The categorical matrix track is rendered as a 2-D colormap, with the color of each cell defined by its category.


Data format

Each line of the track file has four columns:

  1. chromosome name
  2. start, 0-based
  3. stop
  4. layers:[an array of category ids]

Example of the 4th column is:

layers:[15,15,15,15,15,15,15,15,15,15,15,15,...more data omitted...]

The length of the array in the 4th column equals the number of rows in the matrix. All lines in a track file must have array of equal length.

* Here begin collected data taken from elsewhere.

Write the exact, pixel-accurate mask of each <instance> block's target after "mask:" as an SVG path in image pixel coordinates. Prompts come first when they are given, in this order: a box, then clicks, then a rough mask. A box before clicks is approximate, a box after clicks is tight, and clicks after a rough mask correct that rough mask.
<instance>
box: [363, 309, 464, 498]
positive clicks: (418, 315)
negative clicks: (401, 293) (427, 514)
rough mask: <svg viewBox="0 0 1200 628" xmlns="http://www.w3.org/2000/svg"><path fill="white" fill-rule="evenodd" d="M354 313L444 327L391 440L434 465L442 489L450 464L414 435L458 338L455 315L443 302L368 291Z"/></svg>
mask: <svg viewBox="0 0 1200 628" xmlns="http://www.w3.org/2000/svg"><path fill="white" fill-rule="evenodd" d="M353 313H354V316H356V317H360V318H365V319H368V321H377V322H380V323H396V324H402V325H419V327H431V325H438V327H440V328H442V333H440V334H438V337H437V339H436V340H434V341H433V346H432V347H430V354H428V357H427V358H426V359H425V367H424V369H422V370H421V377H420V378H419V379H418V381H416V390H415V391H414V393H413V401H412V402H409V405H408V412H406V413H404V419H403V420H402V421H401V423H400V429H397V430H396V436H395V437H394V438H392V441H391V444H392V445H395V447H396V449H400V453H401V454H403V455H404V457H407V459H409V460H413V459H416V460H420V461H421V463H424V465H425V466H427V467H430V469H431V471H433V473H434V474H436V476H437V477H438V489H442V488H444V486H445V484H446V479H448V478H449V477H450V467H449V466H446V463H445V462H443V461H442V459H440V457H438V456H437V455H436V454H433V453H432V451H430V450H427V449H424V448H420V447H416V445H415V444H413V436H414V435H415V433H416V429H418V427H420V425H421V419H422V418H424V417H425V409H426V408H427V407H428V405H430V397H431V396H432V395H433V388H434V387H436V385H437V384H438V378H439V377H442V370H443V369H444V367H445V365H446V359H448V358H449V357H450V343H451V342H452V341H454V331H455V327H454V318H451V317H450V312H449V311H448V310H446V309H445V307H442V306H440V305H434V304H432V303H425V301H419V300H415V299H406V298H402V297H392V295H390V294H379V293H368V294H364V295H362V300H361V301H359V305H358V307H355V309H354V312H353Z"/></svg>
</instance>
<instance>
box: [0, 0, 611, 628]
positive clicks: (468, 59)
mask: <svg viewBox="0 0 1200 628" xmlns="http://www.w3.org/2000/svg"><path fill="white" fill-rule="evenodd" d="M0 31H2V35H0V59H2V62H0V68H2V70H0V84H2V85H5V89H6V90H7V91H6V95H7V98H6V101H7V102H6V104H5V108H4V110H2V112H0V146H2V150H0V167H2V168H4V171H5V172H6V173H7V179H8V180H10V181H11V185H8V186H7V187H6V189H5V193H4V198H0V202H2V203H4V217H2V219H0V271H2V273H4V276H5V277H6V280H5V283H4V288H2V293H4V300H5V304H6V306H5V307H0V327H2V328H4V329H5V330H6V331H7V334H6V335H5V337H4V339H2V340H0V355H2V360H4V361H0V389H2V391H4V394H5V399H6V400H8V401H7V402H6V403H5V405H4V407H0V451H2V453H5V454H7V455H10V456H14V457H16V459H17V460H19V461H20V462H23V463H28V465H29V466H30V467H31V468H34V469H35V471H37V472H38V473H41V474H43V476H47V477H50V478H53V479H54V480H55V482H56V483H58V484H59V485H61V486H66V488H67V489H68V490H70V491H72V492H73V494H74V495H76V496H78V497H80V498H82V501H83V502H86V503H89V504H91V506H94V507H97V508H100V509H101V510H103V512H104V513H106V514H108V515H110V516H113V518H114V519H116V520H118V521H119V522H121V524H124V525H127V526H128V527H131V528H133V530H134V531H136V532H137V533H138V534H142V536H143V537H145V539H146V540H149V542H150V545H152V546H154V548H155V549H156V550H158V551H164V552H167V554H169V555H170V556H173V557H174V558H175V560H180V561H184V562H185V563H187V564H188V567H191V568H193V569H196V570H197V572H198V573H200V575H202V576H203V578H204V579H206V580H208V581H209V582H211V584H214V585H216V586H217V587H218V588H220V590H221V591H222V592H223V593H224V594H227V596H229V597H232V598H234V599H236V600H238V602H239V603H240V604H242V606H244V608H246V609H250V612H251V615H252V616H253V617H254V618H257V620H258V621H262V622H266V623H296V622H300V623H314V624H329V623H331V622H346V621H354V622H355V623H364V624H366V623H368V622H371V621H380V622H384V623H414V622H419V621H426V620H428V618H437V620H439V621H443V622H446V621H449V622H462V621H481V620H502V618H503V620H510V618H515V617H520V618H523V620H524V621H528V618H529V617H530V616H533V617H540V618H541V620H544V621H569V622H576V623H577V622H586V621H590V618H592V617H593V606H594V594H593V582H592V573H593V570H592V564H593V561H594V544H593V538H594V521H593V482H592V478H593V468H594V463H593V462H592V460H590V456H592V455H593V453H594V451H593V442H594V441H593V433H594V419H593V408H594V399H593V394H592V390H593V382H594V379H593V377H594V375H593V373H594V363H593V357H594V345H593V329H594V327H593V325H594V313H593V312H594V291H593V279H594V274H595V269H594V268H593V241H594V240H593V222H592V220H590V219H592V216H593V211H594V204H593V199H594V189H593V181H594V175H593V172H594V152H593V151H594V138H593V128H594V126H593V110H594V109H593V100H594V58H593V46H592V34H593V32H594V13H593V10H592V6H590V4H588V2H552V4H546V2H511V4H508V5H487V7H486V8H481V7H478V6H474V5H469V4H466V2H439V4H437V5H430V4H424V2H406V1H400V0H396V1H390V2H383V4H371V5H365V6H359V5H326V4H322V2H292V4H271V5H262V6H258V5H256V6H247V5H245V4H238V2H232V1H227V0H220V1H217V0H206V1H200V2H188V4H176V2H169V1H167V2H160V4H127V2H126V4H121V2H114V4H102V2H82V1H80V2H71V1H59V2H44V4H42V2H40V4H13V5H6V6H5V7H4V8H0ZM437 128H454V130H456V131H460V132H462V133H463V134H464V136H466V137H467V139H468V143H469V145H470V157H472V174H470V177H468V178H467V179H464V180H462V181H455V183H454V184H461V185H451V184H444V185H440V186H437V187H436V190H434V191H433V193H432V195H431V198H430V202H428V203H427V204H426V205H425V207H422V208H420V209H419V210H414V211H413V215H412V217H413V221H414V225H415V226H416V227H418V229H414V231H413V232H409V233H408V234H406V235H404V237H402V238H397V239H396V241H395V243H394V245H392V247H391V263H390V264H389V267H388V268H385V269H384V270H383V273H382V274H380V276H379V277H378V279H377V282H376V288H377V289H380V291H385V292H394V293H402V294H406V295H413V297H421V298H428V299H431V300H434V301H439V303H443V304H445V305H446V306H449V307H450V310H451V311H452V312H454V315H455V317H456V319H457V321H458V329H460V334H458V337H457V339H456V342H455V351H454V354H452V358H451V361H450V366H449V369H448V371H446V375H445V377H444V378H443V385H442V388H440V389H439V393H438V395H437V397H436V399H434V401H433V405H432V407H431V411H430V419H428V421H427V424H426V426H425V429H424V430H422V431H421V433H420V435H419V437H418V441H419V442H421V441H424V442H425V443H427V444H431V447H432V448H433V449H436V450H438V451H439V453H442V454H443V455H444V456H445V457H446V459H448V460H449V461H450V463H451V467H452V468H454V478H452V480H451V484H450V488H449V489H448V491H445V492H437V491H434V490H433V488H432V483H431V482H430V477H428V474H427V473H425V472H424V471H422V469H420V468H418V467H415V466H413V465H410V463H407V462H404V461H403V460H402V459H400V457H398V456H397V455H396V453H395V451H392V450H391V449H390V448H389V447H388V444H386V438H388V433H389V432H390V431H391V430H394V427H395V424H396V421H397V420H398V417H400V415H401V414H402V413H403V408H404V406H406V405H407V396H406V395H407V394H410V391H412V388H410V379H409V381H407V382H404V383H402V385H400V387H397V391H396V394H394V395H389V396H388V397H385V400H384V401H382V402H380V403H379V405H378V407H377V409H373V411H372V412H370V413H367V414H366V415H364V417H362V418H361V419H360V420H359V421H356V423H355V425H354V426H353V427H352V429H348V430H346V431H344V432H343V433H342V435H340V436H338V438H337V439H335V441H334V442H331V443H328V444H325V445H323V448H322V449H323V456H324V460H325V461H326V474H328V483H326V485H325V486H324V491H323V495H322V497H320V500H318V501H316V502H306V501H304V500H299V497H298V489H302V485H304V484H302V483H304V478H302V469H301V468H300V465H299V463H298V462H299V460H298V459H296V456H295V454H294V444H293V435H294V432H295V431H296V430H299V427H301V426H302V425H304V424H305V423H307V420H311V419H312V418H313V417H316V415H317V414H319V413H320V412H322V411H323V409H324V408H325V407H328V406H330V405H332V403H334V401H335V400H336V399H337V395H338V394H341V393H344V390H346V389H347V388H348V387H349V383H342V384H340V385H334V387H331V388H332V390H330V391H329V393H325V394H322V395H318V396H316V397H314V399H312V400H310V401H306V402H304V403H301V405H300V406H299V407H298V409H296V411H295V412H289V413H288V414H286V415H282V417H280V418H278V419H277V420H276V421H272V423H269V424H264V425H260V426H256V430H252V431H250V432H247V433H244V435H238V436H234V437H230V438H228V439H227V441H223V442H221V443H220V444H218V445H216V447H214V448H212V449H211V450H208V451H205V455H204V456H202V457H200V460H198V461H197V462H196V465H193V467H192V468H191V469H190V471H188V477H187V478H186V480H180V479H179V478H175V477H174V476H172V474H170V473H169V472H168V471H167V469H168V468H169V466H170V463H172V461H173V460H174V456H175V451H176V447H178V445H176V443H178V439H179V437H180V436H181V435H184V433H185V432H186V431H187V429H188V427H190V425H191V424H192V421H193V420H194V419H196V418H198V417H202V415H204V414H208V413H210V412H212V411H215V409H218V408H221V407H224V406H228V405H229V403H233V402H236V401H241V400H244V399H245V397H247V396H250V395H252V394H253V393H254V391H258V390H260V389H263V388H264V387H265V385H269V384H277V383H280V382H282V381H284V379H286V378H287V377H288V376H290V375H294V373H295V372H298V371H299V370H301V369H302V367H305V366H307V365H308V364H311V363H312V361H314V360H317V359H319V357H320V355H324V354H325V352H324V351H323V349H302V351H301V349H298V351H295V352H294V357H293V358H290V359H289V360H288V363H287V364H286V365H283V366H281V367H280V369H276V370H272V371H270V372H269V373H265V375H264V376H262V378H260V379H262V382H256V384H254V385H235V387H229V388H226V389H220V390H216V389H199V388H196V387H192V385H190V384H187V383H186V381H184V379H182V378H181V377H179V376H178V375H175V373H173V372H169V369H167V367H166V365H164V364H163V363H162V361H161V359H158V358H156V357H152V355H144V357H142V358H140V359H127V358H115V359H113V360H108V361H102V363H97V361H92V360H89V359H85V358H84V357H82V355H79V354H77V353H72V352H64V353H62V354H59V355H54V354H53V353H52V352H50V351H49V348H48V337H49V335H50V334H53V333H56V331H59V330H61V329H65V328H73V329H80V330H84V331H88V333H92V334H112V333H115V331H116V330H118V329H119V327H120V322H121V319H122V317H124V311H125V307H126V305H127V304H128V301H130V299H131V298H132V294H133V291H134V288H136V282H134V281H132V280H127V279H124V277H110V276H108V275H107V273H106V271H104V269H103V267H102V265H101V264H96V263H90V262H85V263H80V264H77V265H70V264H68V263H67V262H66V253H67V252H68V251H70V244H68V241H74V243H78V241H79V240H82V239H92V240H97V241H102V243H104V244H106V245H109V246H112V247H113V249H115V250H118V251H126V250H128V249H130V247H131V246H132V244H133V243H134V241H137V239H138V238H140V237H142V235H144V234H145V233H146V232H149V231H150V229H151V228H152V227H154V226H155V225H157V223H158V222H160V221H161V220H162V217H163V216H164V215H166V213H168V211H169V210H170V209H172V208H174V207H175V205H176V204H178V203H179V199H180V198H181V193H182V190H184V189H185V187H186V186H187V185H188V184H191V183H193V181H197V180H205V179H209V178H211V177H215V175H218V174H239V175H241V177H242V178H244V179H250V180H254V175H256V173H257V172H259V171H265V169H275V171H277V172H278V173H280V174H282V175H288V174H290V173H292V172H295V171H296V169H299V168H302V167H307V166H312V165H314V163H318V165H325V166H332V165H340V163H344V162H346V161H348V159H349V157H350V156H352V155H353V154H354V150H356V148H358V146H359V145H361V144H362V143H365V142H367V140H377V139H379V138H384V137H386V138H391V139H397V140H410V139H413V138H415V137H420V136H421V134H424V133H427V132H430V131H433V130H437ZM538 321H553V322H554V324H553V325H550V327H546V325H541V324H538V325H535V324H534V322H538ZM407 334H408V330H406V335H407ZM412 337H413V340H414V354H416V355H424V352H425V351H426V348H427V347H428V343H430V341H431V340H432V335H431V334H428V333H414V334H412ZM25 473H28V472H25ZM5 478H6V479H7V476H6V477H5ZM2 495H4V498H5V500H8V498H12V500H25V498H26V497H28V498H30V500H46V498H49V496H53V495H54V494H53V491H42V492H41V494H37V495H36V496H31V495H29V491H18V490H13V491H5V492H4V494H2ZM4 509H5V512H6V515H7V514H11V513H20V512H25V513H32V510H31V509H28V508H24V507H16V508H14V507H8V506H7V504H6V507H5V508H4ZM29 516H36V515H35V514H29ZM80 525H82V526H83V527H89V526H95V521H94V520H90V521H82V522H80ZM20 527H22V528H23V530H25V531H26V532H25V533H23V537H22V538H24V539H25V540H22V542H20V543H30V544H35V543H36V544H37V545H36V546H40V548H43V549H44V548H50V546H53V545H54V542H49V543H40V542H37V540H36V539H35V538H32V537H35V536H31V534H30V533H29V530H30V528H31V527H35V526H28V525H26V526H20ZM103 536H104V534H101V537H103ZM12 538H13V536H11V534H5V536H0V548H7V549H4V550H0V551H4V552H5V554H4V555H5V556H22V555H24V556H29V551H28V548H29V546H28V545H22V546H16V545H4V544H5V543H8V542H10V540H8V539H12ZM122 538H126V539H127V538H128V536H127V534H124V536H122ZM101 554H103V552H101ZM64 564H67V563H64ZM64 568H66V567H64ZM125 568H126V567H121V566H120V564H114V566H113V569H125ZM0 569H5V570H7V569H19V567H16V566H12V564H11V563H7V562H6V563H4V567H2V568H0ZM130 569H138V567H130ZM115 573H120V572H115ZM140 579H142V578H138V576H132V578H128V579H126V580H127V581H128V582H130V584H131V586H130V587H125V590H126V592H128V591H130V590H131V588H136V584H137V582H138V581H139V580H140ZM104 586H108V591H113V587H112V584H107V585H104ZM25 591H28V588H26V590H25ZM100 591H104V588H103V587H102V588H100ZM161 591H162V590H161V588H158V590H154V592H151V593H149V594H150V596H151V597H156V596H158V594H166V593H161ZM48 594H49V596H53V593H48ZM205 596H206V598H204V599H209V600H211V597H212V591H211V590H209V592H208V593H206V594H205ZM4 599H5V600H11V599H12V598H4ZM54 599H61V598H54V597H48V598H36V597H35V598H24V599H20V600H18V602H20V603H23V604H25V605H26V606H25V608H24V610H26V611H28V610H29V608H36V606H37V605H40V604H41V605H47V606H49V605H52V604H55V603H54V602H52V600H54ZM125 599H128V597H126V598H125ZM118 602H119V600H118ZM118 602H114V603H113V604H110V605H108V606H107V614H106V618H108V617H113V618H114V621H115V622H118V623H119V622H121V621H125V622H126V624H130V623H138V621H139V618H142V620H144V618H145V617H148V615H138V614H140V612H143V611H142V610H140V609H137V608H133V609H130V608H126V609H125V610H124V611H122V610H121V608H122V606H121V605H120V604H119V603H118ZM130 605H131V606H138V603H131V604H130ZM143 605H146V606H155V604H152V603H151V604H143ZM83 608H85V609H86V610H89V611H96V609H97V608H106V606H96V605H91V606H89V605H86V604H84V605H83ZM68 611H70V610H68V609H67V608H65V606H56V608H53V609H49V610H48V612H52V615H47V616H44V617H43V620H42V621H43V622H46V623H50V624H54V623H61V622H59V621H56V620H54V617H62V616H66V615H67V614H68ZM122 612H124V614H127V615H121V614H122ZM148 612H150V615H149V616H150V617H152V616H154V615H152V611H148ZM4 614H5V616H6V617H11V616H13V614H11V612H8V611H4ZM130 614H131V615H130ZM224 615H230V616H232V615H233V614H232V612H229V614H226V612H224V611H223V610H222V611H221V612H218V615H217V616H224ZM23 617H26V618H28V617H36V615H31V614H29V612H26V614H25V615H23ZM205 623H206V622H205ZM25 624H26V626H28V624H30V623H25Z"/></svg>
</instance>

The matrix row count is defined by the "rowcount" attribute in the track definition in datahub.

Track definition

Categorical matrix track can only be submitted through datahub. An example track definition:

name:'catmat test',
          '1':['Active TSS','#ff0000'],
          '2':['Flanking Active TSS','#ff4500'],
          '3':['Transcr at gene 5\' and 3\'','#32cd32'],
          '4':['Strong transcription','#008000'],
          '5':['Weak transcription','#006400'],
          '6':['Genic enhancers','#c2e105'],
          '8':['ZNF genes & repeats','#66cdaa'],
          '10':['Bivalent/Poised TSS','#cd5c5c'],
          '11':['Flanking Bivalent TSS/Enh','#e9967a'],
          '12':['Bivalent Enhancer','#bdb76b'],
          '13':['Repressed PolyComb','#808080'],
          '14':['Weak Repressed PolyComb','#c0c0c0'],

Prepare track file

Take following steps to prepare a categorical matrix track:

1. sort the track file using "sort" command:

sort -k1,1 -k2,2n old_file > new_file

2. compress file

bgzip new_file

3. index file

tabix -p bed new_file.gz

4. put files "new_file.gz" and "new_file.gz.tbi" to a web server. The two files must be in the same directory. Obtain the URL to "new_file.gz" for use in datahub.